In the aftermath of the deadly siege on Capitol Hill nearly two weeks ago, vice-president-elect Kamala Harris took some time to call her aunt and uncle in Canada to let them know she was safe.
“These days her life is so busy, they are very brief conversations, but she wanted to show me everything was OK,” said Chinni Subash, the younger sister of Harris’s late mother, Shyamala Gopalan Harris, on Rosemary Barton Live.
The vice-president-elect was in Washington, D.C., when a mob of pro-Donald Trump rioters stormed the U.S. Capitol on Jan. 6 as Congress voted on president-elect Joe Biden’s victory in the Nov. 3 election.
As Washington locks down and law enforcement braces for further violence ahead of Wednesday’s presidential inauguration, Harris told NPR on Thursday that “we cannot yield to those who would try and make us afraid of who we are.”
And she said that when she takes the oath of office outside the Capitol — becoming the first Black woman and person of South Asian descent elected to the vice-presidency — she will be thinking of her mother.
Shyamala Harris instilled in her children the importance of education and extracurricular activities, Subash recalled, adding that she still has handmade Christmas gifts crafted by Kamala Harris and her sister, Maya, in her possession.
Subash told CBC Chief Political Correspondent Rosemary Barton that her older sister would be “very proud” of her daughter today.
“I don’t know if you’ve seen the picture when [Kamala] was sworn in as district attorney of San Francisco,” she said. “My sister looks so proud.
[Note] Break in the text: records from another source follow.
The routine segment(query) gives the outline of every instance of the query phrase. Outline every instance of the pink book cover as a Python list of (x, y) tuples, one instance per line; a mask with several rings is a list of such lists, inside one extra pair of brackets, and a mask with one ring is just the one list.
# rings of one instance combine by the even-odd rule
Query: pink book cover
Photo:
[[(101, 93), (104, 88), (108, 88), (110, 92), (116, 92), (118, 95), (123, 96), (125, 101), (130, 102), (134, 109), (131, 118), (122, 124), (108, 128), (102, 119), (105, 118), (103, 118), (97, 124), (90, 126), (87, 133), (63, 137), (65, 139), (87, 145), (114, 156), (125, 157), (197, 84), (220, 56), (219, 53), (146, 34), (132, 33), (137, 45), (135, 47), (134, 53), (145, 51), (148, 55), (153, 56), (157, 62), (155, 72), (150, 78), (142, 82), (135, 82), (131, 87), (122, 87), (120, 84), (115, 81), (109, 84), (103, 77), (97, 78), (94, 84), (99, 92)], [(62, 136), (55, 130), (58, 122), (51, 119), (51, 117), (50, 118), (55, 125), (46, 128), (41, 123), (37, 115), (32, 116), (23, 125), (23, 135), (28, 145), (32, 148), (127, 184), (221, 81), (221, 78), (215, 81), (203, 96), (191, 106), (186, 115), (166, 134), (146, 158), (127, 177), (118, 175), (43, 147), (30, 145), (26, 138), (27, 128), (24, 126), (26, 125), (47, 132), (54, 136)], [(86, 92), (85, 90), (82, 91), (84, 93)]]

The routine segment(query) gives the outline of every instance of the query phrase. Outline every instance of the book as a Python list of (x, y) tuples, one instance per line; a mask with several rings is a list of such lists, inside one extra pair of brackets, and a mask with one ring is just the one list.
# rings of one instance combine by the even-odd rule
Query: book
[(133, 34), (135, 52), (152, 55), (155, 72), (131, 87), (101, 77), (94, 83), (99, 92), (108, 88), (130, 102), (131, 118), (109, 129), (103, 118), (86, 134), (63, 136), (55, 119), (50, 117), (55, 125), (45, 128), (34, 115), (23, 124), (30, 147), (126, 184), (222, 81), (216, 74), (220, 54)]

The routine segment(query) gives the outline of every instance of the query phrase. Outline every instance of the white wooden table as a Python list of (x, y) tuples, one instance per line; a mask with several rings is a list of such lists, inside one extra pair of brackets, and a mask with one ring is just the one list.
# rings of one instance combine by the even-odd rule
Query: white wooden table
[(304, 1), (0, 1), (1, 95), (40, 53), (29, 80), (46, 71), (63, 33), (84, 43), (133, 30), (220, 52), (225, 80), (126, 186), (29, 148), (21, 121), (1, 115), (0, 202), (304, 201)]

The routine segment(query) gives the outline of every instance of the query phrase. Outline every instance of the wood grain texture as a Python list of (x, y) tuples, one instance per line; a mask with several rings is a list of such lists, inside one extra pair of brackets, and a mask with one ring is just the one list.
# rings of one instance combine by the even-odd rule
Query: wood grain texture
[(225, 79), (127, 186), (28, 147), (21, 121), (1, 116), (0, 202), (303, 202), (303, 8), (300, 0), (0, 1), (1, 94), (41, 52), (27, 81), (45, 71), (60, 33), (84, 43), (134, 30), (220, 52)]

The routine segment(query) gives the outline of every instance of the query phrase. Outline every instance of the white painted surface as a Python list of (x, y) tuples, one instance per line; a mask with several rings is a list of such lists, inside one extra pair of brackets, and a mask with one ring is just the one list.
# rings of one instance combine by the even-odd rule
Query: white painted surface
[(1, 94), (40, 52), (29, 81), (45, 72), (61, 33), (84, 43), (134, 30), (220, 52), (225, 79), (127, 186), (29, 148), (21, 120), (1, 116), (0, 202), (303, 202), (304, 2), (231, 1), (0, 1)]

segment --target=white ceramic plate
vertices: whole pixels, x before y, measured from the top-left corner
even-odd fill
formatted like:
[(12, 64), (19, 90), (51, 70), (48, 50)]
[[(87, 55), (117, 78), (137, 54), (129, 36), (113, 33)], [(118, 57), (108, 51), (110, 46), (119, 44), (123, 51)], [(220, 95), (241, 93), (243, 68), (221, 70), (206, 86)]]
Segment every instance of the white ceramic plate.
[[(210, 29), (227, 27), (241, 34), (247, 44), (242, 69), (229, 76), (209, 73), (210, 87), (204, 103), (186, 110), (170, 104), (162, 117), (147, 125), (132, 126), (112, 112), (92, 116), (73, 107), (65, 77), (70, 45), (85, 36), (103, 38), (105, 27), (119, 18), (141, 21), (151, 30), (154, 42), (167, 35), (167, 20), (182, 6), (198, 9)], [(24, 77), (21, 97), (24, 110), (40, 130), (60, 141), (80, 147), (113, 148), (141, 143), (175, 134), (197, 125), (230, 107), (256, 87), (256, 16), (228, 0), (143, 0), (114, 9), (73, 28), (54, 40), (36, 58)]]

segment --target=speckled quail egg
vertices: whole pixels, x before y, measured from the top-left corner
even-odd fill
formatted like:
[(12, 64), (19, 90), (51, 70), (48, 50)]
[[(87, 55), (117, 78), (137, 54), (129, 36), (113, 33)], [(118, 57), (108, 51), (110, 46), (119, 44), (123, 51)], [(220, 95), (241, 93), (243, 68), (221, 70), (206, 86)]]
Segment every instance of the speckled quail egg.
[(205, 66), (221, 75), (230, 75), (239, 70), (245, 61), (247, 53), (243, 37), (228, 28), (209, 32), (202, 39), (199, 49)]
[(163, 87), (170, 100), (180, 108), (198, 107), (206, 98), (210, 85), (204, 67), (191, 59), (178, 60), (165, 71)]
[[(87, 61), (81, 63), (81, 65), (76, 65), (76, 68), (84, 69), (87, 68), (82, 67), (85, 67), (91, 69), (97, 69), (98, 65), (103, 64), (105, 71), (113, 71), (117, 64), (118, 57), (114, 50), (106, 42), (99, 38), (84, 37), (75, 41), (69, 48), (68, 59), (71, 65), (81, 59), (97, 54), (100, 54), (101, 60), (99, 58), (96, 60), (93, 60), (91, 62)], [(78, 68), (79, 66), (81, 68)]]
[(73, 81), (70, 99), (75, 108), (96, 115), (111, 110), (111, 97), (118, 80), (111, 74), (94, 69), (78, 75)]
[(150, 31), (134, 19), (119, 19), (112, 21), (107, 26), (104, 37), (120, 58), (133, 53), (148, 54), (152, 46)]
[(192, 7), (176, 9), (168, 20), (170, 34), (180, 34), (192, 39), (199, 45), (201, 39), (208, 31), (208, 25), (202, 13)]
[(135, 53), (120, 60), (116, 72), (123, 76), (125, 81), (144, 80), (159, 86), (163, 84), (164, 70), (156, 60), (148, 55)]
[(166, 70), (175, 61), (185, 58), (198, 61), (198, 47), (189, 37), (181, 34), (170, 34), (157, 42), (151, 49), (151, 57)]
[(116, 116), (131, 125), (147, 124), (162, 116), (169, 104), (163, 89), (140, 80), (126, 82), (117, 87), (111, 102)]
She was so proud of her daughters because they were exhibiting the values that she had taught them all her life.”
Harris showed ‘keen interest’ in Canadian issues
When she was 12, Harris and her sister moved from California to Montreal with their mother, who had taken a position teaching at McGill University and conducting research at the Jewish General Hospital.
Harris lived in the city for five years, graduating from Westmount High School in 1981.
Chinni Subash recalls that as Harris’s career progressed, her niece was eager to hear her aunt’s perspective on various Canadian issues.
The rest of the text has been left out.